Falando na abertura do ano judicial 2026, que decorreu hoje, em Luanda, Hélder Pitta Grós sublinhou que este tipo de criminalidade "permanece prioridade estratégica" da instituição, exigindo "resposta especializada, coordenada e tecnicamente qualificada".
Segundo o responsável, a atuação da PGR em 2025 centrou-se em dois eixos complementares: o acompanhamento dos processos desde a instrução até à remessa a juízo e a intensificação das medidas patrimoniais, com apreensão de valores e bens associados a práticas de corrupção, peculato e branqueamento de capitais.
No plano do movimento processual, registaram-se 5.736 processos em fase de instrução, com 64 remessas a outras entidades e 6.309 remessas a tribunal, números que, segundo o procurador-geral, demonstram que "uma parte significativa do trabalho realizado alcançou maturidade suficiente para transitar para fases processuais subsequentes".
Pitta Grós enfatizou que "o ganho de eficácia não se mede apenas pelo número bruto de processos instaurados", mas "sobretudo pela capacidade de converter investigações em processos remetidos a tribunal e estes em decisões condenatórias", defendendo uma abordagem direcionada a "atacar os ganhos económicos e recuperar ativos, para além da responsabilização penal pessoal".
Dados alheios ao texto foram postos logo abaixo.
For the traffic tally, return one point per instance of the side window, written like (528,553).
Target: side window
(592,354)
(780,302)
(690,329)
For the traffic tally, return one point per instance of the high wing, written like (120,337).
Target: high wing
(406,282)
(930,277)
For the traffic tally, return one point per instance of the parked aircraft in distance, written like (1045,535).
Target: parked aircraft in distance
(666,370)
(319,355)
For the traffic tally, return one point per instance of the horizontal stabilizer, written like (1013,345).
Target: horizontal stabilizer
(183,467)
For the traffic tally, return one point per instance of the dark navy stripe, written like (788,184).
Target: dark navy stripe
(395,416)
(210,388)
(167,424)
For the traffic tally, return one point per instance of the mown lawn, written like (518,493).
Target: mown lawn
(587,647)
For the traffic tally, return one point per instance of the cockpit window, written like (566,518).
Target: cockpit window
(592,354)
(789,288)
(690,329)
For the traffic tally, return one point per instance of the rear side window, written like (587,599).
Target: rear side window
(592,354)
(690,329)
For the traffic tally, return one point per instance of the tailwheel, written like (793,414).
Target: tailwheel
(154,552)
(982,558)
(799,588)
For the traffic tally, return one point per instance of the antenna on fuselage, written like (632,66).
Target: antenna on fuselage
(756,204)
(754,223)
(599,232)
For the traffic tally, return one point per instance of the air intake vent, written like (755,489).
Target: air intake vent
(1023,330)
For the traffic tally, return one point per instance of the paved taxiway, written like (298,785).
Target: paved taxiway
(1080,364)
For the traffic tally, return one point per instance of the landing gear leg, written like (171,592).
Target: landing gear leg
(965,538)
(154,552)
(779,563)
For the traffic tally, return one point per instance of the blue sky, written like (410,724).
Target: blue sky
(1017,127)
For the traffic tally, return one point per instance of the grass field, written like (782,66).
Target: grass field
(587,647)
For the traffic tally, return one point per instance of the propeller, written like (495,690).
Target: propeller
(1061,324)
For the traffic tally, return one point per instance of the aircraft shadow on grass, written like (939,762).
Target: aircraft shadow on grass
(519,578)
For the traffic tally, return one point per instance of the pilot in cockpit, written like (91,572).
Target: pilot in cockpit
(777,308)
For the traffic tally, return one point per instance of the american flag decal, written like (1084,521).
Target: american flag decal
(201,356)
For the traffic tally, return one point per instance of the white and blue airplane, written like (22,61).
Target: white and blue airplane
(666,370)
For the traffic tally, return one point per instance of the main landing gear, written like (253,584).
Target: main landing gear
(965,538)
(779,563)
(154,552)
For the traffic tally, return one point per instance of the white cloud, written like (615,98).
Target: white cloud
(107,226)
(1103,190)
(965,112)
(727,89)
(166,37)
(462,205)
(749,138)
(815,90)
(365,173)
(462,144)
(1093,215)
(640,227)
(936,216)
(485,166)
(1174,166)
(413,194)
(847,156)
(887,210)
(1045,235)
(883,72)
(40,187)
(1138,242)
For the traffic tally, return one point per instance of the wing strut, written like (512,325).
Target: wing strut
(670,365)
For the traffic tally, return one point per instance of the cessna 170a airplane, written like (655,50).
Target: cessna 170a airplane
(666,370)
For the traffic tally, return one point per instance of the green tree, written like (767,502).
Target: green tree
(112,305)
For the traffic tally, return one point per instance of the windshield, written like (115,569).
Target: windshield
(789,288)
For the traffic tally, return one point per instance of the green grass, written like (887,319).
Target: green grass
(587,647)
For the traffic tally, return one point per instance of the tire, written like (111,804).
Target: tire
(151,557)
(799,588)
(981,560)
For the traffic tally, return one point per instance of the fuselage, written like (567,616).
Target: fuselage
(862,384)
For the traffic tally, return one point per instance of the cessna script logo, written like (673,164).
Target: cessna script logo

No conjunto da atividade criminal em 2025, junto dos órgãos de polícia criminal foram instaurados 212.616 processos-crime, menos 15.192 face a 2024, que, somados aos 589.257 processos já em curso, totalizam 801.873 processos.
Nos Tribunais de Comarca deram entrada 40.513 processos-crime, tendo sido tramitados 37.228, transitando para 2026 um total de 3.285.
O procurador-geral destacou ainda a redução do passivo processual em matéria económico-financeira, com 244 processos a transitarem para 2026 ainda em fase de instrução, menos 112 do que no periodo anterior, considerando este dado "um sinal encorajador de melhoria na gestão dos processos e de maior celeridade na condução dos inquéritos".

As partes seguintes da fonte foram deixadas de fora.